İlk elektrikli SEAT: el-Born
SEAT’ın ilk elektrikli otomobili el-Born, ismini Barcelona’nın en sembolik semtlerinden birinden alıyor. Volkswagen Grubu’nun elektrikli otomobil platformunda (MEB) üretilecek el-Born, 420 kilometre menzile sahip. 0’dan saatte 100 kilometre hıza sadece 7,5 saniyede çıkabilen otomobil, 204 HP güce sahip. Bataryası, sıfırdan yüzde 80 doluluğa yalnızca 47 dakikada ulaşan el-Born, geniş iç hacmi ve kullanım kolaylığı ile öne çıkıyor.
CUPRA Formentor
CUPRA’nın SEAT’tan bağımsız bir marka olmasının ardından ilk konsept otomobil olan CUPRA Formentor, markanın özgünlük, çok yönlülük ve performans gibi tüm karakter özelliklerini taşıyor. 2020 yılında piyasaya çıkacak olan otomobil, adını Mallorca Adası’nın en güzel burunlarından olan Formentor Burnu’ndan alıyor. Bu Plug-in hibrit otomobil, markanın elektrikli otomobillere geçişini hızlandırırken, gelecekteki CUPRA modellerinin tasarım açısından gideceği yönün bir öngörüsünü sunuyor.
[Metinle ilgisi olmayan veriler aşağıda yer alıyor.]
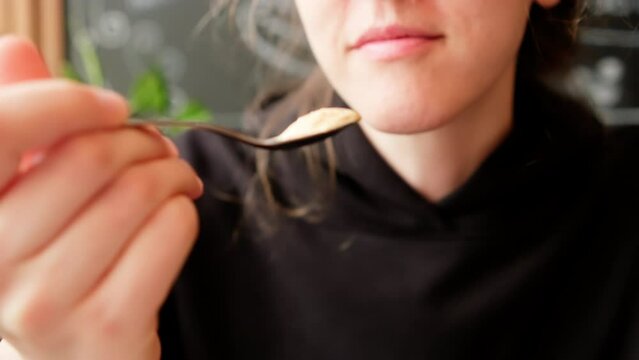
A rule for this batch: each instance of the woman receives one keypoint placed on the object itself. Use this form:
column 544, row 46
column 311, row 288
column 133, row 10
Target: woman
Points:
column 473, row 214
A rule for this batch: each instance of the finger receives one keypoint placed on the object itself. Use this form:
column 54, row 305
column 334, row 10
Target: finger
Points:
column 20, row 61
column 52, row 193
column 139, row 283
column 75, row 262
column 36, row 115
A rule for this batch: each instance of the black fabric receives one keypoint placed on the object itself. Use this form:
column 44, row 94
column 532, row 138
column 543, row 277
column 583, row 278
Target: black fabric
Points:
column 535, row 257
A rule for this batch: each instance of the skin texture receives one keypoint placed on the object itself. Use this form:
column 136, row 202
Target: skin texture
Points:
column 84, row 203
column 437, row 113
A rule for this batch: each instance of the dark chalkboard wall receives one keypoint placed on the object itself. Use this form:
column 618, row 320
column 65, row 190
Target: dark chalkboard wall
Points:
column 214, row 63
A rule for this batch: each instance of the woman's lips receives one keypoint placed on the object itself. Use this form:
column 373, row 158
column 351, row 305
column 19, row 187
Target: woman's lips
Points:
column 393, row 42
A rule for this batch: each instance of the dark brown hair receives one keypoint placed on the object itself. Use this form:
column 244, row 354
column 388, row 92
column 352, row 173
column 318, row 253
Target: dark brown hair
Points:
column 546, row 52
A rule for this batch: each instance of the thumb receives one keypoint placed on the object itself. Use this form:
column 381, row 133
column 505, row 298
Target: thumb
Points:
column 20, row 61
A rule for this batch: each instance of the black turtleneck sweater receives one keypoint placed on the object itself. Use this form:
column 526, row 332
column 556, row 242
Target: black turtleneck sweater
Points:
column 536, row 256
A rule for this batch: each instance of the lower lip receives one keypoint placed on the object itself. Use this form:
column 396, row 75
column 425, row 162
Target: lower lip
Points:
column 387, row 50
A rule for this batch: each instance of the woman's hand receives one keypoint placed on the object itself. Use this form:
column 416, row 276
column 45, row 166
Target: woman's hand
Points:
column 96, row 219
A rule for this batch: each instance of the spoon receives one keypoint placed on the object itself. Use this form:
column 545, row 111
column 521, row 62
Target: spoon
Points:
column 310, row 128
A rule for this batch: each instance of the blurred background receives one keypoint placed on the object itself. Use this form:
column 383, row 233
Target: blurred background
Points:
column 209, row 70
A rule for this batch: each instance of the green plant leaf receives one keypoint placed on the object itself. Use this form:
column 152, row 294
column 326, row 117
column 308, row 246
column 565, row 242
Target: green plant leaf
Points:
column 89, row 57
column 150, row 94
column 194, row 111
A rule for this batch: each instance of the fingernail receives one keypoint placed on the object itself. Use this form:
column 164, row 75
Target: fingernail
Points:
column 201, row 185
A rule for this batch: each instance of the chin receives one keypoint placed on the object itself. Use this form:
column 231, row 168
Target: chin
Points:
column 402, row 122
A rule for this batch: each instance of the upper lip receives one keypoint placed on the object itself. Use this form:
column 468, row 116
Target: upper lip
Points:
column 383, row 33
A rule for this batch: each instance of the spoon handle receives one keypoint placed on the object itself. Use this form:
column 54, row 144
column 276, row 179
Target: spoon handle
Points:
column 220, row 130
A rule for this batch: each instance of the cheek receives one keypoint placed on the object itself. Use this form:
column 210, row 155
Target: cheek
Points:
column 323, row 23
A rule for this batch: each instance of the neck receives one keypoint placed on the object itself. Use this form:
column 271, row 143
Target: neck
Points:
column 437, row 162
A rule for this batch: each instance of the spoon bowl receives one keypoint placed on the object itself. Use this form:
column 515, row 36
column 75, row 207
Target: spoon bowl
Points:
column 310, row 128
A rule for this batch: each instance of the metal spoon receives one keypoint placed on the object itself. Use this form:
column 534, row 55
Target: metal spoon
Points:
column 310, row 128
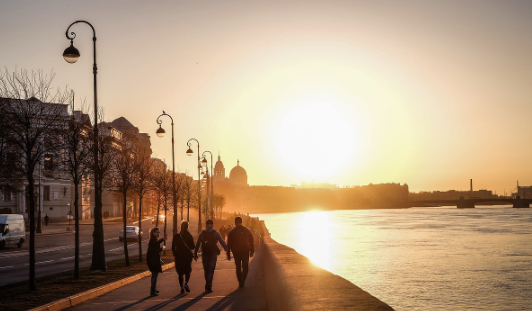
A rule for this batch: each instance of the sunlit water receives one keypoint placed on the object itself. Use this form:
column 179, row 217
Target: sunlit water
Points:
column 421, row 258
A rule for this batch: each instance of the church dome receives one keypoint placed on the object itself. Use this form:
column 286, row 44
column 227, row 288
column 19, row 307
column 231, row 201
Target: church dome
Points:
column 238, row 175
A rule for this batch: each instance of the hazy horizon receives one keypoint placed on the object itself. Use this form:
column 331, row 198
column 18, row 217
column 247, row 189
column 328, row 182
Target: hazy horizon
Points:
column 431, row 94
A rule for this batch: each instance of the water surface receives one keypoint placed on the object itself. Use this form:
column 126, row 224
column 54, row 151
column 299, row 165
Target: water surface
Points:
column 421, row 258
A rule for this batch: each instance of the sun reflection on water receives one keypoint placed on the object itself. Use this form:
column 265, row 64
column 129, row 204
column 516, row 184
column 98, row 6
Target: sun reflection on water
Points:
column 313, row 237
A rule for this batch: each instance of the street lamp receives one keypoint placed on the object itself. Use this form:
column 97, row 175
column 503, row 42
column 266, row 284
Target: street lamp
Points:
column 71, row 55
column 160, row 132
column 210, row 181
column 189, row 153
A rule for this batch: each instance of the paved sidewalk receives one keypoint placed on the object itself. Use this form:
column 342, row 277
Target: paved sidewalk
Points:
column 226, row 294
column 61, row 227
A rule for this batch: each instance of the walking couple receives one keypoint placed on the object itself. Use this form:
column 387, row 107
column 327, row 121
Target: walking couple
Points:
column 240, row 242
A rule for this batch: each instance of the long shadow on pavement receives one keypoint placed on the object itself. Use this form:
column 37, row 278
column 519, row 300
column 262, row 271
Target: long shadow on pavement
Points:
column 169, row 301
column 132, row 304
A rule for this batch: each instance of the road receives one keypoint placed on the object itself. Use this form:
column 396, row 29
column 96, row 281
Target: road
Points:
column 55, row 252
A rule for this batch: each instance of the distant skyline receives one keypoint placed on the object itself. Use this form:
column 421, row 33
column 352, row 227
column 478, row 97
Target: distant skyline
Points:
column 428, row 93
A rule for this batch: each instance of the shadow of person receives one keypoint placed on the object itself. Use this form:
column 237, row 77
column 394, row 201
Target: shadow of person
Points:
column 187, row 304
column 165, row 303
column 132, row 304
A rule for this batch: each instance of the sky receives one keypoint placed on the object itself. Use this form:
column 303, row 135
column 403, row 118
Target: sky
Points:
column 427, row 93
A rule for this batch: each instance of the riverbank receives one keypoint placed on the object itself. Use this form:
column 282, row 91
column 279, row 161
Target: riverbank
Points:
column 279, row 279
column 293, row 282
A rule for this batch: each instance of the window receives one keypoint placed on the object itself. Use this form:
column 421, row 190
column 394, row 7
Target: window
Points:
column 7, row 195
column 46, row 194
column 48, row 162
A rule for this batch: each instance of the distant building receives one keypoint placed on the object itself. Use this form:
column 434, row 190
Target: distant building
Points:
column 243, row 198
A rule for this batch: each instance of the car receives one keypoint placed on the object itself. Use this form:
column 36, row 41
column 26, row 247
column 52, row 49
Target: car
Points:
column 12, row 230
column 132, row 233
column 161, row 219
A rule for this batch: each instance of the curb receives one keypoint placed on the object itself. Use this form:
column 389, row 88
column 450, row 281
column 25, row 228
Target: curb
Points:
column 74, row 300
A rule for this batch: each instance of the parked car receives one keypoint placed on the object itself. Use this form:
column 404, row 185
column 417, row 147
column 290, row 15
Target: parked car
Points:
column 132, row 233
column 161, row 219
column 12, row 230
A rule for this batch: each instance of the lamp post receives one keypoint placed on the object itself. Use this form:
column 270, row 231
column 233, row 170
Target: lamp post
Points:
column 210, row 202
column 71, row 55
column 160, row 132
column 190, row 152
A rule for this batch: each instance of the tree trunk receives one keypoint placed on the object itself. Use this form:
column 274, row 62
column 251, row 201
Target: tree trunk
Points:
column 140, row 228
column 124, row 217
column 165, row 210
column 98, row 250
column 31, row 193
column 76, row 227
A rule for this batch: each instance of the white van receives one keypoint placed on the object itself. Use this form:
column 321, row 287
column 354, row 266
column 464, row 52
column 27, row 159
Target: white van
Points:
column 12, row 230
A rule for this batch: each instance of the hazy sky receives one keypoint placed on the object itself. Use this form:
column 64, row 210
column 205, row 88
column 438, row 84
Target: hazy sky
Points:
column 428, row 93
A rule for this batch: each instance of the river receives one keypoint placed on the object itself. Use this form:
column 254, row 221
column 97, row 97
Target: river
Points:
column 421, row 258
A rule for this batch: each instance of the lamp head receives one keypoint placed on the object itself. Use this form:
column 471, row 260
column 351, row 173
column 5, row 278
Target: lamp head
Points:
column 71, row 54
column 160, row 131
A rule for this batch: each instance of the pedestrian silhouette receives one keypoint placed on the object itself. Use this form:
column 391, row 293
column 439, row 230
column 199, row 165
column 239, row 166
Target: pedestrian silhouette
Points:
column 208, row 240
column 240, row 242
column 153, row 258
column 182, row 246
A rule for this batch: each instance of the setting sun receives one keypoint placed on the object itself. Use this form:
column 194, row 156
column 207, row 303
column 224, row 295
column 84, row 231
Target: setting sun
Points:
column 314, row 136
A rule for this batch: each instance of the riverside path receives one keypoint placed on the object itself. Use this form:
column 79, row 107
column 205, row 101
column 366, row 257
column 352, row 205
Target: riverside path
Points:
column 226, row 294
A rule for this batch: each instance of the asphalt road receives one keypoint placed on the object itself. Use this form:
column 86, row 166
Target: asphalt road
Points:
column 55, row 252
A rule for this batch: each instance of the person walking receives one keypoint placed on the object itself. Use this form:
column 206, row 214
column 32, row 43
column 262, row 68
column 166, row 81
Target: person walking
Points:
column 182, row 246
column 223, row 232
column 153, row 258
column 209, row 252
column 240, row 242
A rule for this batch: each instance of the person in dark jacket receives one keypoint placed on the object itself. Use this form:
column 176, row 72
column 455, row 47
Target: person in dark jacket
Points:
column 208, row 240
column 240, row 241
column 153, row 258
column 182, row 246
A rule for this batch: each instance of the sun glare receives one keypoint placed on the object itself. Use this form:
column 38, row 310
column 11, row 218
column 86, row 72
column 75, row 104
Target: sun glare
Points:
column 315, row 137
column 316, row 237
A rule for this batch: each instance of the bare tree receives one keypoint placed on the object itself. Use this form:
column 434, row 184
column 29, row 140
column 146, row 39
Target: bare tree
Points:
column 76, row 140
column 34, row 112
column 121, row 180
column 161, row 185
column 141, row 184
column 189, row 193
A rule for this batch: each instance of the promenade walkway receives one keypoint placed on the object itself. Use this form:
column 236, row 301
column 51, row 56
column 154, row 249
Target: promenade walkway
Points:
column 226, row 294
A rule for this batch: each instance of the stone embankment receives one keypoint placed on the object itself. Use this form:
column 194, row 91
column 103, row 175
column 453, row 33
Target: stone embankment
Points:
column 293, row 282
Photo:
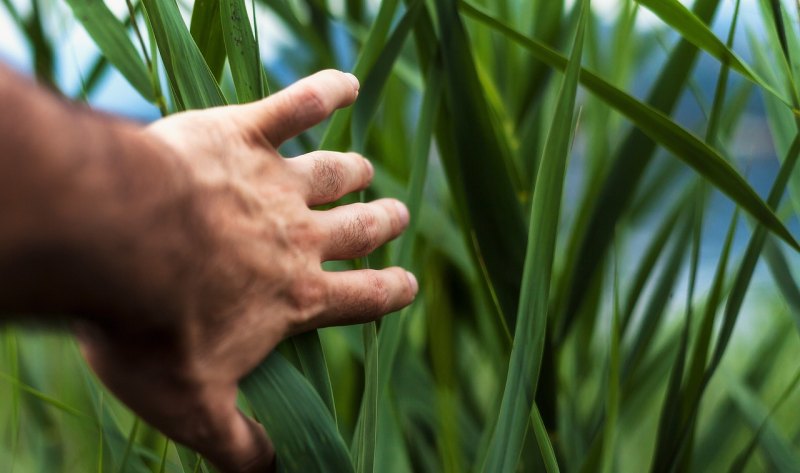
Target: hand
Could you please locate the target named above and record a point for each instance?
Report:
(240, 270)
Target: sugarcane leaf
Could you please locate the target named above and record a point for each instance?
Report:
(658, 126)
(242, 51)
(300, 425)
(190, 78)
(206, 29)
(529, 337)
(110, 35)
(372, 88)
(692, 29)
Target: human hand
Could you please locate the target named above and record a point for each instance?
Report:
(216, 289)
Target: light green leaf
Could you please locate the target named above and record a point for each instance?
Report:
(692, 29)
(658, 126)
(529, 337)
(190, 78)
(242, 50)
(300, 425)
(111, 37)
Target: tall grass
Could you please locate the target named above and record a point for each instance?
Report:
(590, 299)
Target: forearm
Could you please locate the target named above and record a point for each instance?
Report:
(78, 190)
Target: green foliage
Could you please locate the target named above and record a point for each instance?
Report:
(589, 301)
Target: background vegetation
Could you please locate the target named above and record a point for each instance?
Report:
(591, 300)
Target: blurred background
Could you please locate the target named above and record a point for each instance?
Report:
(706, 357)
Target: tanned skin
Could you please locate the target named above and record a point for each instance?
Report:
(183, 252)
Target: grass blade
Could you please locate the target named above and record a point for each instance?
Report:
(206, 29)
(529, 338)
(242, 51)
(658, 126)
(110, 36)
(312, 359)
(370, 93)
(299, 424)
(190, 78)
(692, 29)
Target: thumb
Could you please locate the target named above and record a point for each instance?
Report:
(233, 442)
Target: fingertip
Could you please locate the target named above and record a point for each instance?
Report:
(402, 213)
(412, 283)
(370, 169)
(354, 81)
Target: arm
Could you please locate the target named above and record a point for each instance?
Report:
(186, 250)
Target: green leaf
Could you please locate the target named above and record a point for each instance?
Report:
(206, 29)
(692, 29)
(190, 78)
(371, 91)
(658, 126)
(111, 37)
(300, 425)
(529, 337)
(476, 160)
(365, 440)
(242, 50)
(312, 359)
(335, 134)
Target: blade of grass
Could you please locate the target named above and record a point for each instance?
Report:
(695, 31)
(471, 149)
(527, 349)
(662, 291)
(367, 431)
(242, 50)
(370, 94)
(190, 78)
(206, 29)
(335, 136)
(658, 127)
(782, 274)
(613, 383)
(741, 460)
(110, 35)
(312, 359)
(778, 450)
(300, 425)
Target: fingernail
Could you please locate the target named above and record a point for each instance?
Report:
(402, 212)
(370, 168)
(353, 80)
(412, 280)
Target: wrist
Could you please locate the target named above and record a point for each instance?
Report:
(98, 210)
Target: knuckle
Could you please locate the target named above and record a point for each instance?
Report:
(364, 231)
(377, 292)
(307, 297)
(311, 99)
(328, 175)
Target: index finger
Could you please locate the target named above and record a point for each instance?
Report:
(303, 104)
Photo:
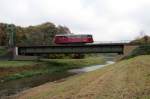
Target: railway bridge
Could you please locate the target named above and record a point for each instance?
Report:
(120, 48)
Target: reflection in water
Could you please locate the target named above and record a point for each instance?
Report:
(91, 68)
(14, 87)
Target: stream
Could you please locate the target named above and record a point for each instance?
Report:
(15, 86)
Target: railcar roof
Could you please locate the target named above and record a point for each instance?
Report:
(72, 34)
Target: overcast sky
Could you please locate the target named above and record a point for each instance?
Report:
(106, 20)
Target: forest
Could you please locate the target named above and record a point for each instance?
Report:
(32, 35)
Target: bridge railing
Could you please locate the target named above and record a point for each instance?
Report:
(109, 42)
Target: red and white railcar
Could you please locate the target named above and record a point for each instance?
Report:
(73, 38)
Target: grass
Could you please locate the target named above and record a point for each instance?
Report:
(6, 64)
(3, 51)
(127, 79)
(21, 69)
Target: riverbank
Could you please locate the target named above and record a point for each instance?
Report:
(12, 70)
(127, 79)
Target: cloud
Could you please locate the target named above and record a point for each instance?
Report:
(106, 19)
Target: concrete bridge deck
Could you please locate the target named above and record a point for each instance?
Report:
(119, 48)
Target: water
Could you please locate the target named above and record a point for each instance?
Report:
(16, 86)
(91, 68)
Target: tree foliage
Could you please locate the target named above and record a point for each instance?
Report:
(42, 34)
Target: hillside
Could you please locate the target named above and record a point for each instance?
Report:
(32, 35)
(127, 79)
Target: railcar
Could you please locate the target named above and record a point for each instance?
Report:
(73, 38)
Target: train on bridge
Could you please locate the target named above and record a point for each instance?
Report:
(73, 39)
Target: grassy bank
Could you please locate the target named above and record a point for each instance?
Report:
(11, 70)
(127, 79)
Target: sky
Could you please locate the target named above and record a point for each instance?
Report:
(106, 20)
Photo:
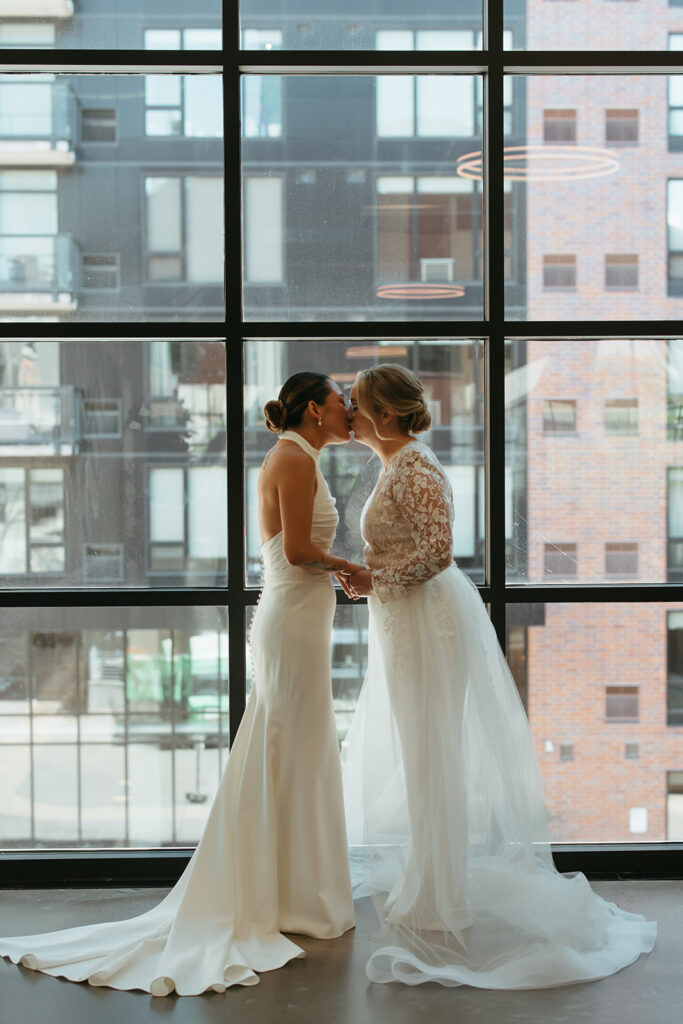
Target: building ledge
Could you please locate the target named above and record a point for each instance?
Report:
(36, 302)
(36, 8)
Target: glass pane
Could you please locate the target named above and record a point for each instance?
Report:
(452, 373)
(136, 497)
(594, 462)
(89, 175)
(125, 704)
(349, 660)
(606, 681)
(328, 235)
(131, 26)
(617, 25)
(452, 26)
(600, 146)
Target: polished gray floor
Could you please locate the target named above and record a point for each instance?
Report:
(330, 986)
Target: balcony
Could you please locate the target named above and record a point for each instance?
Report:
(37, 122)
(38, 273)
(36, 8)
(37, 421)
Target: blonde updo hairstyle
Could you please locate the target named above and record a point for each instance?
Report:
(392, 386)
(286, 412)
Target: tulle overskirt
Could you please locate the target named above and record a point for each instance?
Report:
(445, 815)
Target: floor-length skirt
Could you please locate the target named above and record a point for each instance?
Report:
(445, 814)
(272, 857)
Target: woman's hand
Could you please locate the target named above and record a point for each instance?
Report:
(343, 573)
(359, 583)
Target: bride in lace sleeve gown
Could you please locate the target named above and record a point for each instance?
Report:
(443, 797)
(273, 854)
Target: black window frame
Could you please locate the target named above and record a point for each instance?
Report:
(162, 867)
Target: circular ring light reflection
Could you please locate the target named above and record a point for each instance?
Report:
(420, 290)
(541, 163)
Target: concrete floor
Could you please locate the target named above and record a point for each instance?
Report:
(330, 986)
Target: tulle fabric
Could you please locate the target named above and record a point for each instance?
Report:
(445, 815)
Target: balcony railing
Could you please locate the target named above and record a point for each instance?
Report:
(38, 272)
(38, 122)
(40, 421)
(36, 8)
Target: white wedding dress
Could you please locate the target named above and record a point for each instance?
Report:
(273, 855)
(445, 815)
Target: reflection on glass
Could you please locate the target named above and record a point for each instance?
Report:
(349, 660)
(87, 246)
(600, 146)
(353, 206)
(93, 25)
(452, 373)
(131, 483)
(603, 686)
(102, 712)
(327, 26)
(594, 461)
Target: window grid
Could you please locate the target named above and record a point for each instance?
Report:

Şehir içi kullanım aracı: Minimo
Dünya Mobil Kongresi’nde tanıtılan Minimo, bir otomobilin güvenliği, rahatlığı ile motosikletin çevikliği ve kolay park edilebilirliğini bir arada sunuyor. İki kişilik oturma kapasitesi sunan yüzde 100 elektrikli konsept otomobil, entegre pil değişim sistemi ile aracın yalnızca birkaç dakikada şarj olmasını sağlıyor. Böylece Minimo şarj noktalarında şarj edilmek zorunda kalmıyor ve aracın 100 kilometreden fazla yol kat edilebilmesine olanak sunuyor.
2.5 metre uzunluğunda, 1.2 metre genişliğinde ve 3.2 metre karelik yer kaplayan otomobil 7.2 metrekarelik normal bir otomobile kıyaslandığında, şehirdeki ekolojik ayak izini de azaltıyor. Minimo, motosiklet park alanlarına park edilebiliyor ve normalde yalnızca bir otomobilin sığabileceği trafik şeridine yan yana sığabiliyor.